Lo spunto di questo post nasce da una notizia (un tizio ha percorso di corsa, impiegandoci nove mesi, la distanza tra Pechino e Parigi, quasi 20.000 km, senza fermarsi mai neppure per un giorno, con una media di 73 km di corsa quotidiana) e dalla lettura di un libro biografico su Walter Bonatti (l'alpinista/esploratore dell'era ante-Messner che partecipò in modo drammatico alla spedizione italiana di conquista del K2 nel 1955).
Quando si parla di imprese del genere (o di quelle di Messner) si resta sulle prime ammirati, ma un attimo dopo si liquida la questione dicendo semplicemente "quello è matto..."
"Matto" perchè razionalmente tali imprese sono così faticose e/o rischiose da non essere giustificabili semplicemente con il ritorno economico e di immagine che possono dare, in questa società dove esiste solo quello che fa notizia: nel senso che si può benissimo diventare ricchi e famosi senza rischiare l'osso del collo.
Infatti, c'è qualcosa di più del bisogno di esporre un ego dalle dimensioni notevoli: e questo "di più" credo sia umanamente interessante.

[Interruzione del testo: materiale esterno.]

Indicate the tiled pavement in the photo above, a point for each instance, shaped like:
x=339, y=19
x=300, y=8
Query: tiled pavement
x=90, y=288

Queste imprese non vogliono soltanto dire "io sono il migliore", ma - a leggere le dichiarazioni dei protagonisti - vogliono soprattutto dire "io posso farlo". Servono a misurare l'estensione del proprio essere, cosa che in genere il "sistema" non chiede a nessuno: perchè persone consapevoli delle proprie possibilità diventano presto indomabili, ingestibili, incontrollabili, "antipatiche" (e Bonatti e Messner sono sempre stati sulle balle a quasi tutti).